CORRECTNESS
Built to be trusted, not just tested.
A database earns trust by construction. EzraDB's consistency-critical core is formally model-checked, exercised by deterministic simulation, and fuzzed for query correctness — with every failure reproducible from a seed. Here is exactly how, and exactly where the line is.
Formally model-checked
TLA+ and Stateright models of Raft replication, leader-lease, MVCC/SSI serializability, parallel-commit, online-DDL.
Deterministic simulation
FoundationDB-style DST covering all five Raft safety properties, with seed-reproducible replay.
Metamorphic fuzzing
SQLancer-style TLP and NoREC query-correctness fuzzing.
Mutation-gated
CI-gated mutation testing on correctness-critical crates.
FORMAL METHODS
Five core protocols, model-checked in TLA+ and Stateright.
The protocols where a subtle race means data loss are specified as executable models and checked before a line of implementation lands. Model-checking explores the state space for the invariant violations that unit tests never think to write.
Raft replication
Log agreement and leader election across replicas.
Leader-lease safety
No two leaseholders serve a range at the same time.
MVCC / SSI serializability
Snapshot isolation and serializable schedules hold.
Parallel-commit
Atomic multi-range commit — no torn or partial transactions.
Online-DDL safety
Schema changes stay safe under concurrent traffic.
Spec PR before code
Protocol changes are spec-first: the model and its invariants ship in a spec PR and pass the checker before implementation is written. The spec is the source of truth, not an afterthought.
DETERMINISTIC SIMULATION
FoundationDB-style simulation, replayable from a seed.
The cluster runs against a simulated world — clock, disk, and network under our control — so we can inject partitions, reorderings, and crashes on a single thread. Every run is deterministic: a failing seed replays the exact schedule, bit for bit, until the bug is fixed.
All five Raft safety properties, continuously checked
At most one leader per term.
A leader never overwrites or deletes its own log.
Identical entries imply identical prefixes.
Committed entries survive in every future leader.
No two nodes apply different commands at an index.
seed → identical schedule → identical failure. Reproduce, then fix.
QUERY-CORRECTNESS FUZZING
SQLancer-style metamorphic fuzzing, run nightly.

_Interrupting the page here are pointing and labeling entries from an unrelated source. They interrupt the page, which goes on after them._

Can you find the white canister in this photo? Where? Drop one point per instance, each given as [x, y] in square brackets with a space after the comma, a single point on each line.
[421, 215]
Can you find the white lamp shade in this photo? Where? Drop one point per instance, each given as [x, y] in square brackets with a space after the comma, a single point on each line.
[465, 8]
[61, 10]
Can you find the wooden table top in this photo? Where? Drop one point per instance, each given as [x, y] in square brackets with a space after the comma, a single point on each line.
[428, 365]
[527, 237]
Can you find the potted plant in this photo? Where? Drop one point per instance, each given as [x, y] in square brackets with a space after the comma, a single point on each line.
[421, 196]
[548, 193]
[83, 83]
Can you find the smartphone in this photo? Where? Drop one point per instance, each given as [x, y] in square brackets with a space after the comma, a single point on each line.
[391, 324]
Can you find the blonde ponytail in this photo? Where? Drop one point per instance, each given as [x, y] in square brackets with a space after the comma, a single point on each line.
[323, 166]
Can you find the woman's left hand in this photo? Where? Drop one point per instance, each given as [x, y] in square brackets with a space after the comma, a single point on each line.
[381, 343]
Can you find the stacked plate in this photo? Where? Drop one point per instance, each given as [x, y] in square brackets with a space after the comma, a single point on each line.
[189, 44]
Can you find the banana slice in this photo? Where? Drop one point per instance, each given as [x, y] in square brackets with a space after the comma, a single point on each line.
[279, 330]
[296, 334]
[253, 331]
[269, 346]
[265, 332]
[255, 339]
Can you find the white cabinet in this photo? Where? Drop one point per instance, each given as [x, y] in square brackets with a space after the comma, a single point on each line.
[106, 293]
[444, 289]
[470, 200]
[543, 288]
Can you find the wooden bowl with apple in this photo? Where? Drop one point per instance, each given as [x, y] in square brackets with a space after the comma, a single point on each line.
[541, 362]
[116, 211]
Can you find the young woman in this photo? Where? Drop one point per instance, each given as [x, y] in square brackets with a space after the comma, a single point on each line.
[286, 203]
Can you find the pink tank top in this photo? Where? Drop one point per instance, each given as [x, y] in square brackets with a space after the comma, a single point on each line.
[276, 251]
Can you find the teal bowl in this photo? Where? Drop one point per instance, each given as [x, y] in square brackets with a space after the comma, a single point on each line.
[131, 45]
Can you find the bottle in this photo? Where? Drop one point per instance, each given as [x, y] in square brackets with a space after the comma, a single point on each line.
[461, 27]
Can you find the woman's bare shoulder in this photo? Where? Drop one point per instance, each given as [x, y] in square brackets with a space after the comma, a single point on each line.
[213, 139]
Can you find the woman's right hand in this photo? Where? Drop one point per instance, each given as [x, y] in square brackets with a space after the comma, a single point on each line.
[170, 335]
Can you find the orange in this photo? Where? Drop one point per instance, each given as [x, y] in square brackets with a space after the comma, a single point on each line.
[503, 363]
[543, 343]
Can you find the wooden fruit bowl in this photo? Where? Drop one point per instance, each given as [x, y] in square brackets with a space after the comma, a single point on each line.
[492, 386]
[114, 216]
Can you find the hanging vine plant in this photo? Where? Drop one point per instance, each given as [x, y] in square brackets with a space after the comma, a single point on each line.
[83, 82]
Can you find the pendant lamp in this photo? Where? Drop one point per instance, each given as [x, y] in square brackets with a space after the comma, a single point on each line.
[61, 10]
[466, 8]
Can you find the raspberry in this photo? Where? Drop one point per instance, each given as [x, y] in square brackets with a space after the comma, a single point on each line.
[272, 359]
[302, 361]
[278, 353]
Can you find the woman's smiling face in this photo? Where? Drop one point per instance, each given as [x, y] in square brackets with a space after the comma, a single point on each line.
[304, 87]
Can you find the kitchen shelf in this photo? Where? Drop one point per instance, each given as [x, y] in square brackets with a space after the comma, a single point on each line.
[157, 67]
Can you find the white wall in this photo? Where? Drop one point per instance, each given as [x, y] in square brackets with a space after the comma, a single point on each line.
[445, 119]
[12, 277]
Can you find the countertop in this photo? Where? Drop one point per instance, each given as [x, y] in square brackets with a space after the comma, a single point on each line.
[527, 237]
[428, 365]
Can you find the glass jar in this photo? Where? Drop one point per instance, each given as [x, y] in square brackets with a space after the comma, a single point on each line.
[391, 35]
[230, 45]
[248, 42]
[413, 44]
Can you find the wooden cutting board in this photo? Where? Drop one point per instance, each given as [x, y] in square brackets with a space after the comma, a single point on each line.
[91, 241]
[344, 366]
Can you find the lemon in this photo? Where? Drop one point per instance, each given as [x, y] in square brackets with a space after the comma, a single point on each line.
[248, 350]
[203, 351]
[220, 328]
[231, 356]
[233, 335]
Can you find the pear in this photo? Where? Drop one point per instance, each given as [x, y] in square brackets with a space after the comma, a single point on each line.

Metamorphic testing finds wrong answers with no oracle: transform a query in a result-preserving way and any divergence is a real bug. Paired with multi-layer boundary fuzzing, it hunts the logic errors that crash-only fuzzers miss.
TLP
Ternary Logic Partitioning splits a predicate into TRUE / FALSE / NULL branches whose union must equal the unpartitioned result.
NoREC
Non-optimizing Reference Engine Construction compares an optimized plan against a naive rewrite — the row counts must agree.
Boundary fuzzing
Multi-layer fuzzing at the wire, parser, and type boundaries, plus PostgreSQL-isolationtester-style permutation tests for SI / SSI conformance.
CI GATES
Tests that prove the tests, and engines that must agree.
Mutation testing asks a harder question than coverage: if we deliberately break the code, does a test notice? And because the same SQL runs on two very different storage engines, we gate on them producing identical answers.
Mutation testing
CI-gated mutation testing on the correctness-critical crates — the optimizer, runtime filters, and hash join. Injected faults that survive the suite fail the gate.
Row-vs-column parity gate
Every TPC-H query runs on both the row and column engines and must return byte-identical results. One engine, one set of answers.
WHERE THE LINE IS
What these methods do — and what they don't.
- This is bounded model-checking over small state spaces — strong evidence of correctness, not a machine-checked proof. We say model-checked, never “proven.”
- A Jepsen harness is in progress; consistency today is covered by deterministic simulation and formal model-checking, not a Jepsen result.
Pre-1.0, and honest about it. Formally model-checked core, reproducible benchmarks, a public roadmap.